What really hit me was the segregated mosque entrances for men and women. As my friend’s Dan, Danny, Megan and I were about to enter a beautifully architectured mosque, she and I were escorted to a different entrance where we were given head to toe hoods, while Dan and Danny walked freely into the main entrance. The woman’s side of the mosque (as the men and women are separated by a large fence) consisted of a small corner, while the men’s “side” was pretty much the 95% left remaining. I admit I felt angry, I didn’t get it. I knew my anger stemmed from confusion, and I needed to understand the psychology behind it.
“Islamic society has always divided men and women and historically; women always wore the veil,” says Maya Chadda, PhD, a professor of political science at William Paterson University in Wayne, New Jersey. “[The burka] was originally a garment for modesty since women were considered temptations in Islamic religion.

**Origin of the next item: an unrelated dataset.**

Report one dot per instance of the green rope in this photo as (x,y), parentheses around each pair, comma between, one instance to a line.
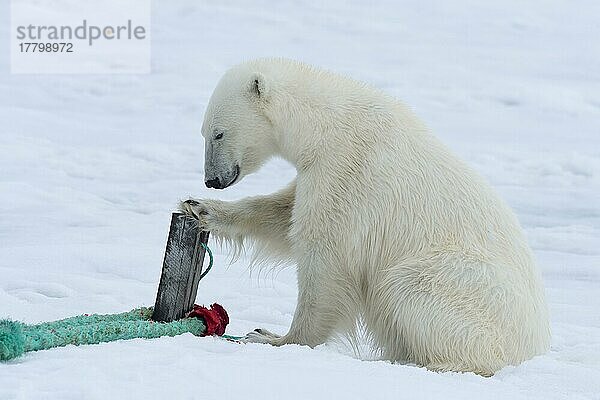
(210,256)
(17,338)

Women were forced to keep out of public places because they were seen as potential corruptors of the Islamic purity of men.”

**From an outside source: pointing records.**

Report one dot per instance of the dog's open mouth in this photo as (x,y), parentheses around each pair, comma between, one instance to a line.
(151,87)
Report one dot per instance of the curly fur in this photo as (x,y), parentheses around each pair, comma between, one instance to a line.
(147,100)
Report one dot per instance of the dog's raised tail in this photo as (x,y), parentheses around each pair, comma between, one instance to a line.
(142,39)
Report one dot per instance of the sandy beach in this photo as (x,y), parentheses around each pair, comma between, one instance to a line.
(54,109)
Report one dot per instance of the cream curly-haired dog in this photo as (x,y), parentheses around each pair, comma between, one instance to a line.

But at other points in Muslim history the burka has stood for something quite different: subversion. During the Algerian war against the French in the 1960s, the liberated women of Algeria began to wear it as a symbol of their identity, says Dr. Chadda: “They were nationalists and not part of this Francophone culture. They carried guns under their burkas and they played an important role in carrying messages and doing spy work. They took on this identity as a matter of choice. And, in Sri Lanka, which has a very small minority of Muslims, the women never wore burkas until the recent civil war. Since they have come under attack, the women have taken to wearing burkas instead of the traditional saris, as a matter of choice.” (What Are They Hiding? The Women Behind the Veil).

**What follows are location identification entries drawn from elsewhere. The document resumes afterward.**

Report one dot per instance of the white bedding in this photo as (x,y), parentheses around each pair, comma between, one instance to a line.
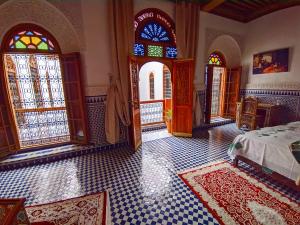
(269,147)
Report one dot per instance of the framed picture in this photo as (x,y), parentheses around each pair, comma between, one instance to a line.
(271,62)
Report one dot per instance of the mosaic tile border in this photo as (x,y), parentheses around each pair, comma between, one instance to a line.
(154,127)
(270,92)
(59,156)
(289,99)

In Egypt wearing the burka is an option, but walking through the streets without one made me realize how much pressure must be put on girls to wear one, rather than being watched scrupulously wherever they went by men and women alike.
Unfortunately while I was traveling I didn’t feel comfortable enough to ask anyone why they wore the veil, but I wish I had to get a better grip on the situation. The experience resparked my passion for cultural research, everything has some sort of logical root, and in anthropology it’s about finding that root and sharing it with others to increase awareness.